Il testo più “scandaloso” sulla misericordia è il racconto dell’adultera nel Vangelo di Giovanni (Gv 8,9) : “Se ne andarono uno per uno, cominciando dai più anziani”. Gesù è solo con la donna e si alza, con un gesto bellissimo! Si alza davanti all’adultera, come davanti a una persona attesa e importante. Si alza in piedi, con tutto il rispetto dovuto a una presenza regale. Si alza per esserle più vicino, occhi negli occhi, e le parla. Nessuno le aveva parlato prima. Lei e la sua storia, lei e il suo intimo tormento non interessavano. “Donna, dove sono? Nessuno ti ha condannata?”. Dove sono quelli che sanno solo lapidare e seppellire di pietre? Non devono stare qui. Quelli che sanno solo vedere peccati, dove sono? Il Signore non sopporta due tipi di umani: gli ipocriti e gli accusatori. Vuole che scompaiono. Come sono scomparsi quel giorno, così devono scomparire dal cerchio dei suoi amici, dai cortili dei templi, dalle navate delle chiese, dalle stanze del potere. E la chiama Donna con il nome che ha usato sua Madre. Non è più l’adultera, la trascinata, buttata là in mezzo, è la donna. Gesù adesso si immerge nell’unicità di quella donna, nell’intimo di quell’anima. Ed è soltanto così che anche noi possiamo trovare l’equilibrio tra la regola e la compassione: immergendoci nella concretezza di un volto e di una storia, non in un’idea o una norma. Imparando dall’intimità e dalla fragilità. La fragilità è maestra di umanità.

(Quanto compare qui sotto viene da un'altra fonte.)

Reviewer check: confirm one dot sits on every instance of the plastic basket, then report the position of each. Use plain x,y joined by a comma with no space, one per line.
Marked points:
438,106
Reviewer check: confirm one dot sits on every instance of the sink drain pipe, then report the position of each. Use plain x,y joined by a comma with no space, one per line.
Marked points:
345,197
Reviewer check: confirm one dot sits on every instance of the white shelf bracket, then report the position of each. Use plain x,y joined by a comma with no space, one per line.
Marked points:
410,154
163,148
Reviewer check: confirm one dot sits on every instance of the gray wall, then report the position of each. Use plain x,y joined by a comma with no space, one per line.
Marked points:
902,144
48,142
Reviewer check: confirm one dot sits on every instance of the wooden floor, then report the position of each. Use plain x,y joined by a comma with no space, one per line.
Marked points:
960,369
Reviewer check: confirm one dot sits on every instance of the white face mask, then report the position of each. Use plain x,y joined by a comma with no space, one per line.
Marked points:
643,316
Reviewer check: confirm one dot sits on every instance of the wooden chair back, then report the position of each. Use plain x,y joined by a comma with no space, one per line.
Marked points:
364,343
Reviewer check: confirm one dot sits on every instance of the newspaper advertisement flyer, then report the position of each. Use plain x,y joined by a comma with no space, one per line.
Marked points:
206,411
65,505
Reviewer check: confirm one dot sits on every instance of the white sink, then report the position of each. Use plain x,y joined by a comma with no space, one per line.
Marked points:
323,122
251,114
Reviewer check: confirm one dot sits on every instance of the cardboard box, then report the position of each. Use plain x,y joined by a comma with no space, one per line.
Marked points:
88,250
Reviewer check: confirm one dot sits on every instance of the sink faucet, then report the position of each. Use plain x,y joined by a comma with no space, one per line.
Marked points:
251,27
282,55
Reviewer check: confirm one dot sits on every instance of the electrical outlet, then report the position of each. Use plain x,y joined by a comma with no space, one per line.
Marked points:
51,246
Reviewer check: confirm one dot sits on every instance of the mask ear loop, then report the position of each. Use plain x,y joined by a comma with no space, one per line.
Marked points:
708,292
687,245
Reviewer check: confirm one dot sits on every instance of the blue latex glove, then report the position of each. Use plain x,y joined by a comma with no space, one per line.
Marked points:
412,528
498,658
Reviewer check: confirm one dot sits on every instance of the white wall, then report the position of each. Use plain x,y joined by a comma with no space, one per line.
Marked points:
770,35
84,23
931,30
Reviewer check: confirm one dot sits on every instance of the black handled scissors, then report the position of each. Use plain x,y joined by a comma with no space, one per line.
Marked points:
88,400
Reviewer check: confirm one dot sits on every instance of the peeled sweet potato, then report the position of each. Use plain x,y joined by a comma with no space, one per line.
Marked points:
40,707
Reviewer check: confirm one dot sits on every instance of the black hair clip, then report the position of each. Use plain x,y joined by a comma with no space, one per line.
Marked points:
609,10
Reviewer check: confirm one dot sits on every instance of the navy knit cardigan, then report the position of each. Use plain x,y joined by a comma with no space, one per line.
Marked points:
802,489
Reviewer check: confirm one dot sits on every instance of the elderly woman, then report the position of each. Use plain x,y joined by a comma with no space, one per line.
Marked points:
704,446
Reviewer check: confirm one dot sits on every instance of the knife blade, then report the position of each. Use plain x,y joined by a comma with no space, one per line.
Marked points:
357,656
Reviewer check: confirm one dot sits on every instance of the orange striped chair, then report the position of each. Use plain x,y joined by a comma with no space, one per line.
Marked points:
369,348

In tutto il mondo è la cura dei fragili, dei portatori di handicap, l’attenzione data alle pietre scartate che indica il grado raggiunto da una civiltà, e non le gesta dei forti e dei potenti. “Nessuno ti ha condannata? Neanch’io ti condanno”. Adesso Gesù scrive non più nella polvere o sul selciato, ma nel cuore di quella donna, e la parola che scrive è: futuro. E la donna, di colpo, appartiene al suo futuro, alle persone che amerà, ai sogni che realizzerà. La donna non ha chiesto perdono. Gesù neppure chiede se è pentita. Lui non si interessa di rimorsi. Rimorsi e pentimenti sono cose che ancora ti legano al tuo passato. Invece il perdono di Dio è un atto creativo: apre sentieri, ti rimette sulla strada giusta, inizia percorsi, avvia processi. “Va’ e d’ora in poi non peccare più”: risuonano le sei parole che bastano a cambiare una vita! Gli altri uccidono, lui indica passi; gli altri coprono di pietre, lui insegna sentieri. E ciò che è stato dietro non importa più. Importa il tuo futuro. Il bene possibile domani conta più del male di ieri.

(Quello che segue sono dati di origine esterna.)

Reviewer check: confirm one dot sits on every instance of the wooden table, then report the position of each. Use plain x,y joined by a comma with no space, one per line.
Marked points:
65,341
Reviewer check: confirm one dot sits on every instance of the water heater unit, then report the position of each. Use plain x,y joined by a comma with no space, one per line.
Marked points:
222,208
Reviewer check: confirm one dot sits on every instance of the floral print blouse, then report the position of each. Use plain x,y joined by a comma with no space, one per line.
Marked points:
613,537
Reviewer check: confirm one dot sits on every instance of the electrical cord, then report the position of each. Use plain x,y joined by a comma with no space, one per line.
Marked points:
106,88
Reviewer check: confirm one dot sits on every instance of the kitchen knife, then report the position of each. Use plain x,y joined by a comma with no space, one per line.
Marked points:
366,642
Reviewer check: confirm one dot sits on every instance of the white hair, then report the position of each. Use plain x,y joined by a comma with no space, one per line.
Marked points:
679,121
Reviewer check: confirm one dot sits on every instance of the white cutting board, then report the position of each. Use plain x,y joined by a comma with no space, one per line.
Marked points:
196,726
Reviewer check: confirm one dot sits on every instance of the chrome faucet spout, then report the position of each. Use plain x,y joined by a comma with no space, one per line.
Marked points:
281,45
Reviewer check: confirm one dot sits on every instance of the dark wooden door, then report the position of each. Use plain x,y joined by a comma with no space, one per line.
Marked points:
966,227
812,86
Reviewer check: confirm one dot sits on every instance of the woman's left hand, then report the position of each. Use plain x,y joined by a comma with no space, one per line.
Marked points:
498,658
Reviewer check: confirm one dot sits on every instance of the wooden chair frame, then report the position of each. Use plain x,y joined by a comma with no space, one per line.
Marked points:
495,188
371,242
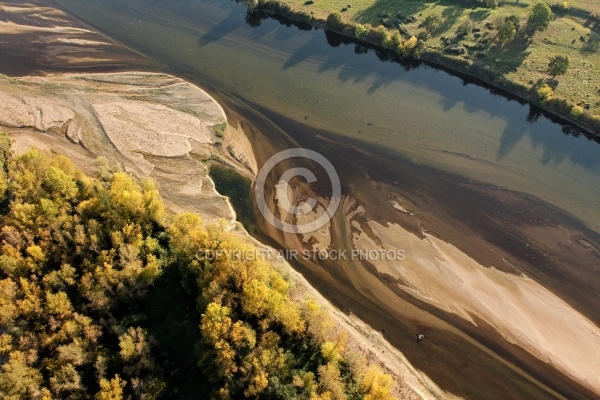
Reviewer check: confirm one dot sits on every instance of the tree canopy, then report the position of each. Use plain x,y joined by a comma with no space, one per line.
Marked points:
539,18
558,65
80,260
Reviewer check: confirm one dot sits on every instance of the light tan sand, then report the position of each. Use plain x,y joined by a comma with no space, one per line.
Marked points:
11,28
521,310
84,60
11,8
81,42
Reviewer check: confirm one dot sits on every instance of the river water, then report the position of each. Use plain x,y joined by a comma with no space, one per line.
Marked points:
425,116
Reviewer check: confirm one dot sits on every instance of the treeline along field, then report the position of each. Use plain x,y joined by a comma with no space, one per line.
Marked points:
510,44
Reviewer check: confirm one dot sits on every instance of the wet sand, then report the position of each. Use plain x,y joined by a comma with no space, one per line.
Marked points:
55,42
511,232
507,231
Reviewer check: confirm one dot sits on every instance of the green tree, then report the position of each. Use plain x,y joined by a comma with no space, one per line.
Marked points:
558,65
539,19
508,29
432,23
334,21
111,390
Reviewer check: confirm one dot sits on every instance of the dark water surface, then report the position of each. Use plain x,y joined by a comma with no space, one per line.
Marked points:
304,82
423,114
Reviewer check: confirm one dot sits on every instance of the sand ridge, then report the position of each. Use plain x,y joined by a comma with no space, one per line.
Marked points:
521,310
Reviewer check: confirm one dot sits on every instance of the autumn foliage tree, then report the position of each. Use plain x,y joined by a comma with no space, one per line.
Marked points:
78,257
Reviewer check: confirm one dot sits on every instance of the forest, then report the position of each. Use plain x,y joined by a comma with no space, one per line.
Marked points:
102,295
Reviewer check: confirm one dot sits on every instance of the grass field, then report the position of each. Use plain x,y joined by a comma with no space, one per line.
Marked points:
574,33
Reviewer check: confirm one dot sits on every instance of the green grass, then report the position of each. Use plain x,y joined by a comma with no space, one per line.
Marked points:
522,61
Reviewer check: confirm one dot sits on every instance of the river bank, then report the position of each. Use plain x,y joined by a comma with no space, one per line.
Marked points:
154,125
459,358
557,106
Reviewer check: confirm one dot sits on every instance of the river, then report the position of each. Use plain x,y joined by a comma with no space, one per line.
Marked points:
423,116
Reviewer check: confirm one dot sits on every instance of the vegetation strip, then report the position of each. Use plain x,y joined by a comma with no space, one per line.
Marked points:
518,46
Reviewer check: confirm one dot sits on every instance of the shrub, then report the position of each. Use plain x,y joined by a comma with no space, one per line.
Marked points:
360,31
334,21
576,111
545,93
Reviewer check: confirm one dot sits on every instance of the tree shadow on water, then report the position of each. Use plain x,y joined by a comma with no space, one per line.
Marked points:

Dio perdona come un liberatore, non come uno smemorato. Tante persone vivono come in ergastolo interiore, dentro patiboli che hanno elevato a se stessi, schiacciate da sensi di colpa per errori passati, e massacrano l’immagine divina che preme in loro per venire alla luce. Gesù apre le porte delle nostre prigioni, smonta i patiboli su cui spesso trasciniamo noi stessi e gli altri. Dice a quella donna: vai, esci dal tuo passato, vai verso il nuovo, e porta lo stesso amore, lo stesso perdono, a chiunque incontri. Tu non sei l’adultera di questa notte, ma la donna che, che adesso in poi, è capace ancora di amare, e di amare bene. Il Signore Gesù perdona senza condizioni, con un atto di fiducia totale in me: incontrare questo amore senza condizioni, genera amanti senza condizioni. “Neppure io ti condanno”. Il cuore del racconto non è il peccato da condannare o da perdonare; al centro, “là in mezzo”, non c’è il male, ma un Dio più grande del nostro cuore; che non giustifica l’adulterio, non banalizza la colpa, ma riapre il futuro, e da là dove ci eravamo fermati, ci fa ripartire. Il Dio del mare aperto, del grano che matura dolcemente e tenacemente nel sole. Per lui il grano vale più della zizzania. Il bene pesa più del male. La luce è più importante del buio. Un’unica spiga di buon grano conta più di tutte le erbacce del campo.